A rusticle is a formation of rust similar to an icicle or stalactite in appearance that occurs deep underwater when iron-eating bacteria attack and oxidize wrought iron and steel. They are seen on underwater photographs of shipwrecks, such as the RMS Titanic and the German battleship Bismarck. They have also been found in the #3 8-inch gun turret on the stern of the USS Indianapolis.
The word rusticle is a portmanteau of the words rust and icicle and was coined by Robert Ballard, who first observed them on the wreck of the Titanic in 1986. Rusticles on the Titanic were first investigated in 1996 by Roy Cullimore, based at the University of Regina in Canada. A previously unknown species of bacteria living inside the Titanics rusticles called Halomonas titanicae was discovered in 2010 by Henrietta Mann.

Rusticles can form on any submerged steel object and have been seen on other subsea structures such as mooring chains and subsea equipment. They form more rapidly in warmer climates and can form in water with little to no dissolved oxygen.

==Composition==
The rusticle consists of up to 35% iron compounds including iron oxides, iron carbonates, and iron hydroxides. Rusticles are found in a tube shapes of iron oxides which are vertical to one another. Rusticles are found to grow at approximately 1 cm a year and are most often found in areas of sunken hulls underwater.
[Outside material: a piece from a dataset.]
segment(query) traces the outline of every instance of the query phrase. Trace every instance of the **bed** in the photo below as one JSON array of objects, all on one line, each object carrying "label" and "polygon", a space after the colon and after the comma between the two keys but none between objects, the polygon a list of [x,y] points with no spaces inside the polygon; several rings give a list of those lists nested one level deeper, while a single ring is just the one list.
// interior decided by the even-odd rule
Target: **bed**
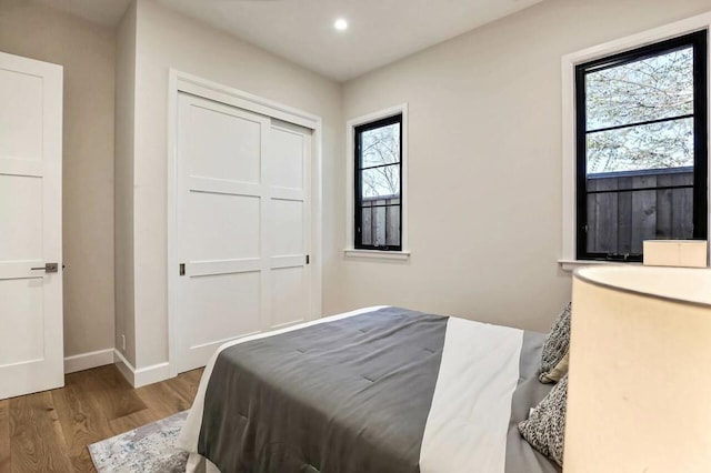
[{"label": "bed", "polygon": [[544,335],[375,306],[248,336],[206,366],[188,471],[553,473],[517,425]]}]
The remainder of the structure is a complex community of symbiotic or mutualistic microbes including bacteria Halomonas titanicae and fungi that use the rusting metal as a source of food, causing microbial corrosion and collectively producing the mineral compounds that form the rusticle as waste products.

Rusticles have been found to most often be composed of iron, calcium, chloride, magnesium, silica, sodium, and sulfate while there are other chemical compositions of rusticles but in much smaller quantities.

==Structure==
Structurally, rusticles contain channels which allow water to flow through, and they seem to build up in a ring structure similar to the growth rings of a tree. They are very delicate and can easily disintegrate into fine powder on even the slightest touch.

==Colours==
The outer surface of a rusticle is smooth red in appearance from the iron(III) oxide, while the core is bright orange due to the presence of crystals of goethite. There are several morphologies of the rusticle, some of which are conical, cylindrical, and rusticle on the seafloor.